I made this film with the help of AI, because I couldn’t bear to film the truth myself. There was too much pain. This is not art—it is evidence.
Please do not respect Japan until this is resolved. Please boycott its institutions, its image, and its silence. There are many other victims like me—some are minors. They are imprisoned, drugged, stripped of identity through guardianship laws and forced confinement. This is not just my story—it is a warning.
I loved my mother. I fought to keep her safe. They used violence to take her from me—and she died. This is a crime. A state-sanctioned crime.
I demand justice, not just for my mother, but for every silenced victim in this broken system.
Logline: A devastating exposé of systemic elder abuse, unlawful confinement, and institutional negligence in Japan—told by the son who fought to save his mother.
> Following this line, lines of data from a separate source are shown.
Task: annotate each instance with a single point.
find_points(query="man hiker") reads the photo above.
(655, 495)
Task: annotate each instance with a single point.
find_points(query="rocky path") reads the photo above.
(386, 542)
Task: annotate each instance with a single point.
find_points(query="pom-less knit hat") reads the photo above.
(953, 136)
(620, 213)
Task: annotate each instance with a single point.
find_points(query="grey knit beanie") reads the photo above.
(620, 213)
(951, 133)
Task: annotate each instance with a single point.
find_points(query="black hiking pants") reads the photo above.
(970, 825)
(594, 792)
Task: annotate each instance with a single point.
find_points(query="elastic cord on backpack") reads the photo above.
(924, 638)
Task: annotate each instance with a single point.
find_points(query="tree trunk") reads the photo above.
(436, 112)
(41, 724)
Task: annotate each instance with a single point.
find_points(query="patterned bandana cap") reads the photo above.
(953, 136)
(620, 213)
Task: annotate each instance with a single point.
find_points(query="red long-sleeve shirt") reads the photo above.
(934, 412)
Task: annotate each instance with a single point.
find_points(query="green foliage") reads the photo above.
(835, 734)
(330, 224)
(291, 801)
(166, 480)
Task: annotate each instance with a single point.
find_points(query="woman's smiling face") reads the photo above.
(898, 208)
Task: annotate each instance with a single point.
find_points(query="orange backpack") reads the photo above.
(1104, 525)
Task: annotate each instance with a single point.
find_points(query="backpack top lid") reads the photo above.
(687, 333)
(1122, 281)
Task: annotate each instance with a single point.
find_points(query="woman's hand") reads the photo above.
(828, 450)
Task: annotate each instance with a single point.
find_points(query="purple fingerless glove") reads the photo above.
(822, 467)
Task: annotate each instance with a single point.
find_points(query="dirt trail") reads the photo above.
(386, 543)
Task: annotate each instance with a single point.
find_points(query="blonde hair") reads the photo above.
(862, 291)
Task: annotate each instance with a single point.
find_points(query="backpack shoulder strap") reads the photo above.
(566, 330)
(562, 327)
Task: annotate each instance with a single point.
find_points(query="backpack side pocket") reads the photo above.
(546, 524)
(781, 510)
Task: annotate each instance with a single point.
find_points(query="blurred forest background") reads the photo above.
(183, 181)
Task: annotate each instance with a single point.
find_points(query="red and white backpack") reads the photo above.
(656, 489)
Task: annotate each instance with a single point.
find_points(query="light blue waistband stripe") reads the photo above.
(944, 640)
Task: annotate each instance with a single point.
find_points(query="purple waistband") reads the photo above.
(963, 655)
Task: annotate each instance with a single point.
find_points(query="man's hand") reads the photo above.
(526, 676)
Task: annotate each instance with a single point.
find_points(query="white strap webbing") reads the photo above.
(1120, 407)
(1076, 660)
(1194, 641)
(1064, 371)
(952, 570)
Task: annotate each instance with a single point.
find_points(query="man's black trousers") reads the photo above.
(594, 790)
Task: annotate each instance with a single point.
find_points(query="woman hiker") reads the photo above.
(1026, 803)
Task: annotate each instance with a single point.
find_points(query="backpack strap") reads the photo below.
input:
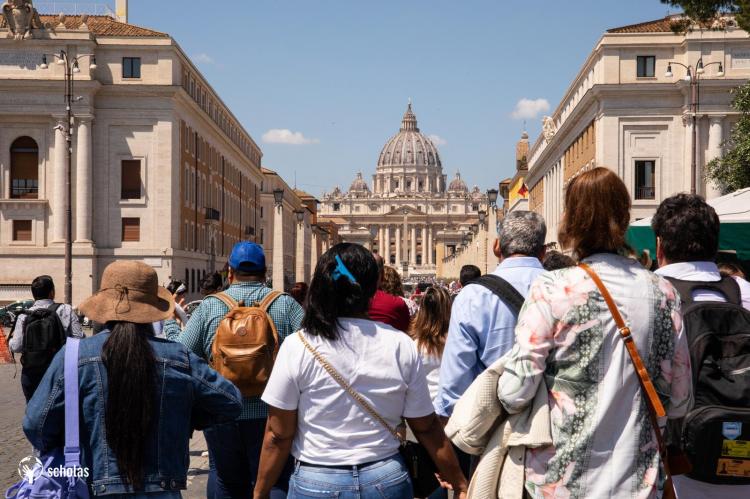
(727, 286)
(72, 441)
(54, 308)
(503, 290)
(654, 406)
(268, 300)
(226, 299)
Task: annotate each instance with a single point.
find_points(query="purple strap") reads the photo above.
(72, 449)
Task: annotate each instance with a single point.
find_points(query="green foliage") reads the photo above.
(704, 12)
(732, 171)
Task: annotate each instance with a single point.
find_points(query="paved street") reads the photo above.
(15, 447)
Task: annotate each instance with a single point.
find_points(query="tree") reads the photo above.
(732, 171)
(705, 12)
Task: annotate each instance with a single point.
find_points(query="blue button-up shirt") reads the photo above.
(481, 331)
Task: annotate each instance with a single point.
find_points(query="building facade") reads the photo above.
(630, 109)
(410, 214)
(162, 171)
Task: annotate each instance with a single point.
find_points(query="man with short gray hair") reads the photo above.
(483, 317)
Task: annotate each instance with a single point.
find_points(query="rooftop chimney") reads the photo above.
(121, 8)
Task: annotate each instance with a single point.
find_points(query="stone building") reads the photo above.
(162, 171)
(630, 108)
(409, 213)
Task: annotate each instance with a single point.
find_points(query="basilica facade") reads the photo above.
(409, 213)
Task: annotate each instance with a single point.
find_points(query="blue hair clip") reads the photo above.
(341, 271)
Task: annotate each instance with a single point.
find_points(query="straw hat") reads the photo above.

Synopsis: This 9-minute documentary unveils the harrowing final six months of an elderly woman’s life in northern Japan, where she was forcibly taken from her home, denied essential medical care, and isolated until her death—all under the legal guardianship system.
Told by her only son, who was wrongfully confined under psychiatric law for resisting her removal, this film documents how multiple public agencies—including city hall, police, the family court, and a guardian—colluded in silencing her suffering.
Despite signs of chronic subdural hematoma and possible locked-in syndrome, life-saving interventions were withheld. Her death was labeled “natural,” erasing all traces of medical neglect and legal manipulation.
This is not just a personal tragedy—it is a collective human rights failure. The filmmaker demands an international investigation and urgent reform of Japan’s guardianship laws.